Vahiy, tüm bu iman şubelerinin/dallarının isimlerini koymamıştır. Dolayısıyla bu konuda genel olarak itaat konusunda gayretli olmayı, vaciplere bağlı kalmayı, tavsiye edilenleri yapmada gayretli olmayı ve müstehap olan amelleri yapmakta yarışmayı teşvik etmiştir.

Ebu Abbas el-Kurtubî r.h şöyle dedi:

Bu hadisin amacı yukarıda belirttiğimiz gibi şeriat amellerine iman denilmesi ve bu sayı ile sınırlı olmasıdır ancak şeriat bu sayıyı bize detaylıca belirtmemiş ve açıklamamıştır.

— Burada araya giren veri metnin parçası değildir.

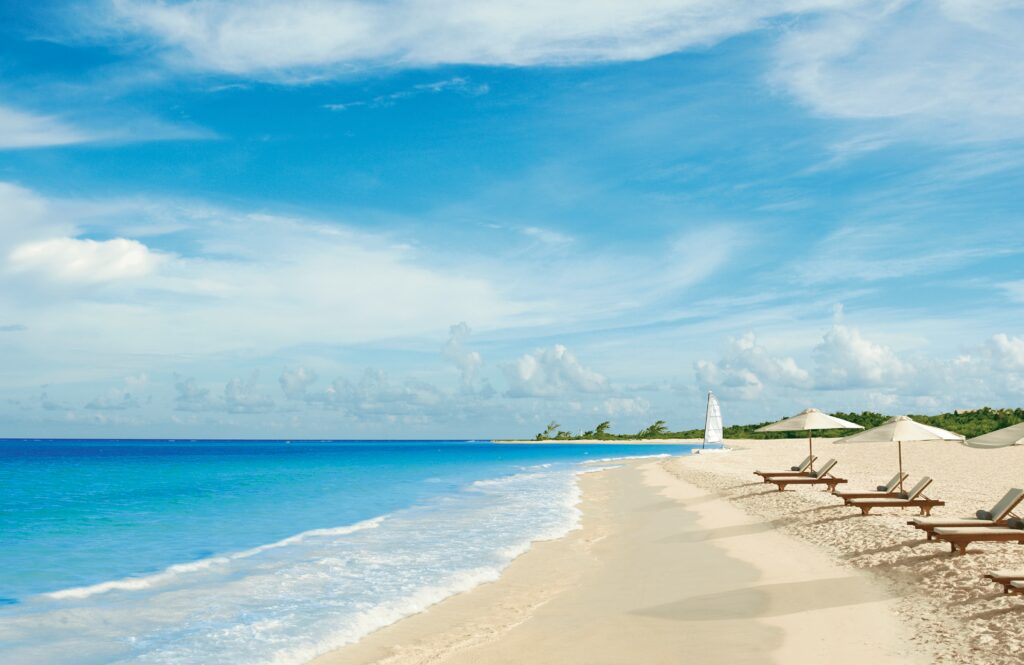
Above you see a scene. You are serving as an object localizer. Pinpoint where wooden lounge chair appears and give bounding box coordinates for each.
[754,455,817,483]
[908,488,1024,540]
[767,459,847,493]
[932,519,1024,555]
[984,571,1024,593]
[846,477,944,516]
[834,472,909,503]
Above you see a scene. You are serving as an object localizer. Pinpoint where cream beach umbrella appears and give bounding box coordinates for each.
[755,408,864,471]
[966,422,1024,449]
[839,416,964,491]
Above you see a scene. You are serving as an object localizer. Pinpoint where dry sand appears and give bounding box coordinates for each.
[667,439,1024,664]
[313,451,934,665]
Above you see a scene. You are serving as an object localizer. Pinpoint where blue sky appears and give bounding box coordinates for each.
[1,0,1023,438]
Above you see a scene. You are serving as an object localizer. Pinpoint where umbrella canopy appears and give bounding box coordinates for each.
[756,408,864,470]
[840,416,964,490]
[757,408,864,433]
[965,422,1024,449]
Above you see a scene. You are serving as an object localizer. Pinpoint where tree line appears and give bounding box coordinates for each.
[532,407,1024,441]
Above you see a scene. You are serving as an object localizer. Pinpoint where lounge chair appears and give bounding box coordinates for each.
[834,472,909,503]
[754,455,817,483]
[846,477,944,516]
[984,571,1024,593]
[908,488,1024,540]
[767,459,847,493]
[932,519,1024,555]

Sonradan gelen bazı alimler, bu şubeleri sayma zahmetine katlanmış, böylece Şeriat hukukunun özelliklerini gözden geçirmiş ve iddialarında bu sayıya ulaşıncaya kadar bunları sıralamıştır. Ancak bu geçerli değildir çünkü söylenenlere eklemeler yapmak, söylenenlerden çıkarmalar yapmak mümkündür. Zira bazıları diğerlerinin kapsamına girmektedir.

Doğru olan, Ebu Süleyman el-Hattâbi ve diğerlerinin vardığı sonuçtur: Bu, yüce Allah’ın ilmi ve O'nun Resulünün ilmi ile sınırlıdır ve şeriatta ayrıntılı olarak mevcuttur. Ancak Şeriat bölümleri detaylıca belirtilmemiştir, dolayısıyla mükellef olduğumuz amelleri yaptığımız takdirde sayılar bizi etkilemez.  Sonuç olarak bize emrolunanları yaparız, yasakladıkları şeylerden ise rakamlarını saymasak da sakınırız; en iyisini Allah bilir. “El-Müfhim” (1/217).

İmanın Şubeleri/Bölümleri, Hadiste Geçen Sayı ile Sınırlı Mıdır?

Burada farz veya müstehap olan salih amellerin sayılarının hadiste belirtilen sayıyı aşması bir sorun teşkil edebilir. Alimler bu soruna çeşitli cevaplar vermişlerdir. İbn Receb r.h bunları şöyle zikretmiştir:

Hadis ve Sünnet ehline göre ister uzuvların/kalbin amellerinden, ister sözlerden, ister farz ve nafile namazlardan olsun her türlü salih amel ve itaat imana dahildir. Böylece bu sadece yetmiş küsür sayısıyla sınırlı değildir, aksine çok daha fazladır. Doğrusu imanın şubelerinin sınırlı olmamasıdır.

Denildi ki: Buna şu şekillerde cevap verilebilir:

Birincisi: Rasulullah Sallallahu Aleyhi Vesellem bu hadisi ifade ettiğinde sayı bu şekildeydi ancak daha sonra artmış ve Rasulullah Sallallahu Aleyhi Vesellem’in ömrünün sonunda kemale ermiştir. Ancak bu görüş tartışmaya açıktır.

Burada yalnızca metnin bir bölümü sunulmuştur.